Turning over the card, I saw a large heart on the front. “Valentine’s Day.”  When I opened it, I didn't find money. Instead, I noticed a message in pencil, clearly having been erased and rewritten many times, was inside.

You know I miss you everyday.

“Who was it for?” Collin asked, bent over the box. “Did Dad give it to Mom? Or the other way?”

“Mom gave it to Dad I bet,” Derek said.

As I read the card, I teetered between fear and youthful ignorance. I felt as though I’d been hollowed out like a pumpkin.

I know you have kids.

“What does it say, Candace?”

But...

Collin came over to get a glimpse. I closed the card.

“Something corny like they all do.”

“Aw, well looks like we missed our chance!” Collin said, looking woefully at the sky.

I hadn’t noticed the sun disappear.

“It’s not real. I know you guys are making it up,” Derek grumbled.

“Well, you’ll think that until you see one. I’m going to go get something else,” Collin said, jogging up the steps. “I want to make sure it's all out here before he comes."

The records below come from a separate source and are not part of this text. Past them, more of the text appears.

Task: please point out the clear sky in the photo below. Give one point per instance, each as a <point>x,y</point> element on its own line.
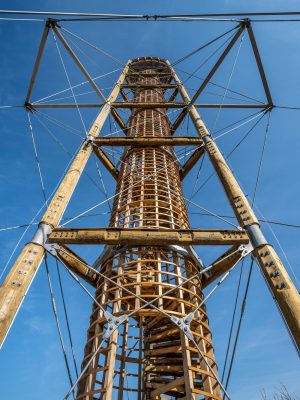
<point>32,365</point>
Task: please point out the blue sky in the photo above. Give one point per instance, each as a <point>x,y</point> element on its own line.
<point>31,352</point>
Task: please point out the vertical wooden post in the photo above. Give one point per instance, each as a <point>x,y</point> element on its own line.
<point>18,280</point>
<point>271,266</point>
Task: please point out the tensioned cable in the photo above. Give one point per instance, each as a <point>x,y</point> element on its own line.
<point>228,84</point>
<point>58,324</point>
<point>137,183</point>
<point>229,154</point>
<point>113,196</point>
<point>94,47</point>
<point>252,261</point>
<point>77,95</point>
<point>199,15</point>
<point>77,85</point>
<point>68,79</point>
<point>66,318</point>
<point>61,124</point>
<point>232,320</point>
<point>9,228</point>
<point>202,47</point>
<point>33,220</point>
<point>280,246</point>
<point>260,113</point>
<point>69,154</point>
<point>239,323</point>
<point>217,85</point>
<point>37,158</point>
<point>191,75</point>
<point>134,312</point>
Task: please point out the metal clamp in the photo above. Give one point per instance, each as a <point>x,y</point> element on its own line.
<point>52,248</point>
<point>246,249</point>
<point>184,324</point>
<point>113,323</point>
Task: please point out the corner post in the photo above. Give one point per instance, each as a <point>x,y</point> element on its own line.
<point>281,285</point>
<point>17,283</point>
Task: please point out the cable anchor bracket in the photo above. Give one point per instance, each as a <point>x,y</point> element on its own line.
<point>184,324</point>
<point>52,248</point>
<point>113,323</point>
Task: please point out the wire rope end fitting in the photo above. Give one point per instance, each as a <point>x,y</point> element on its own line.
<point>90,139</point>
<point>52,23</point>
<point>29,107</point>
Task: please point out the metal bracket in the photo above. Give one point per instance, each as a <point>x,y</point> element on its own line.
<point>29,107</point>
<point>90,139</point>
<point>256,236</point>
<point>246,249</point>
<point>113,323</point>
<point>184,324</point>
<point>52,248</point>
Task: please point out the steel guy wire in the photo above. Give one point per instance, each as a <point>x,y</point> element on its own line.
<point>111,197</point>
<point>57,323</point>
<point>68,79</point>
<point>60,124</point>
<point>187,280</point>
<point>77,95</point>
<point>37,158</point>
<point>202,47</point>
<point>232,320</point>
<point>149,178</point>
<point>94,47</point>
<point>54,137</point>
<point>83,52</point>
<point>228,84</point>
<point>229,154</point>
<point>66,318</point>
<point>135,311</point>
<point>228,97</point>
<point>207,59</point>
<point>77,85</point>
<point>240,322</point>
<point>33,220</point>
<point>242,124</point>
<point>220,86</point>
<point>224,277</point>
<point>280,246</point>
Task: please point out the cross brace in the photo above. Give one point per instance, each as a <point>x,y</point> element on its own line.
<point>148,141</point>
<point>147,237</point>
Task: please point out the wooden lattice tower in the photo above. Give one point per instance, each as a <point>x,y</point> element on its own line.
<point>149,336</point>
<point>149,357</point>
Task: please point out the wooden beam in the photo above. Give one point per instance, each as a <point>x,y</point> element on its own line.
<point>148,141</point>
<point>76,264</point>
<point>37,63</point>
<point>132,104</point>
<point>190,163</point>
<point>108,164</point>
<point>259,64</point>
<point>18,280</point>
<point>277,278</point>
<point>148,86</point>
<point>90,80</point>
<point>181,116</point>
<point>221,265</point>
<point>147,237</point>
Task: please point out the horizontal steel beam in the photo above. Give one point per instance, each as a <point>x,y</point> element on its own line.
<point>222,265</point>
<point>148,141</point>
<point>191,162</point>
<point>147,237</point>
<point>106,161</point>
<point>75,263</point>
<point>148,86</point>
<point>133,104</point>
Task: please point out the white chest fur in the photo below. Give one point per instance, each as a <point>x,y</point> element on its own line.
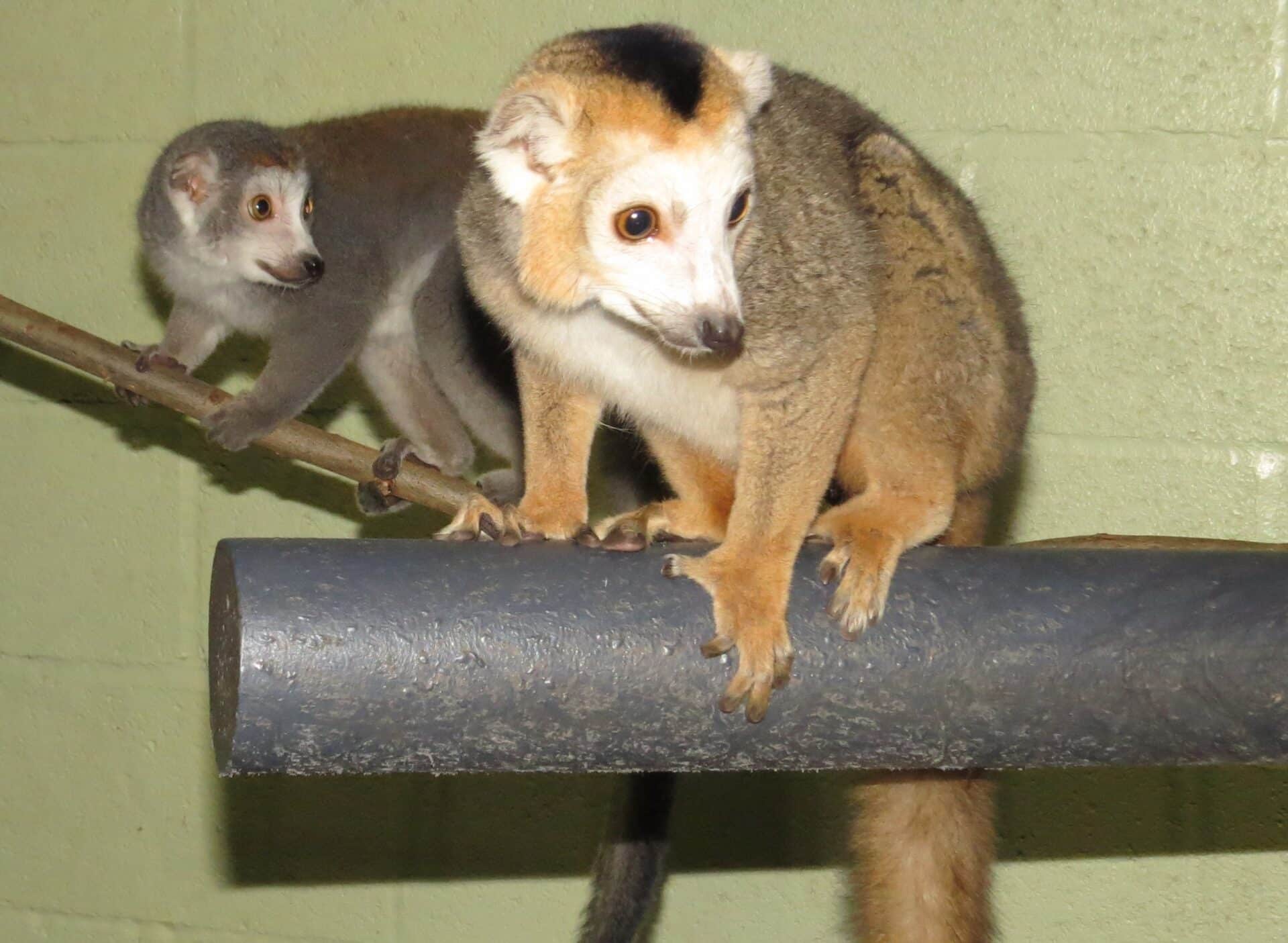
<point>631,371</point>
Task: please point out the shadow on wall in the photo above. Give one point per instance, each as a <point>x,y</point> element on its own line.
<point>414,828</point>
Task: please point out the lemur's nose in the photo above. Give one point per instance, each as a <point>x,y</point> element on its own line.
<point>722,333</point>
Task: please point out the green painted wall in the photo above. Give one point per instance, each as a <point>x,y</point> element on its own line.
<point>1132,162</point>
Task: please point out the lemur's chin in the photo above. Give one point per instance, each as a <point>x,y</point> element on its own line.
<point>288,277</point>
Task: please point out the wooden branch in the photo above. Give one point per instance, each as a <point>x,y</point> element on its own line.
<point>177,391</point>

My heart beat against the guitar picks in my pocket. The card dangled from my fingertips. Staring down the driveway, I wondered which I would confront him with.

“Hey, here’s something of Mom’s,” Derek exclaimed. He held a pair of earrings in his palm. “I knew it was going to be a yard sale! You liars!”

At the time, I just couldn’t get why we were putting Dad’s stuff in the driveway. But even then I was old enough to understand that the jewelry in my brother’s hand was not my mother’s.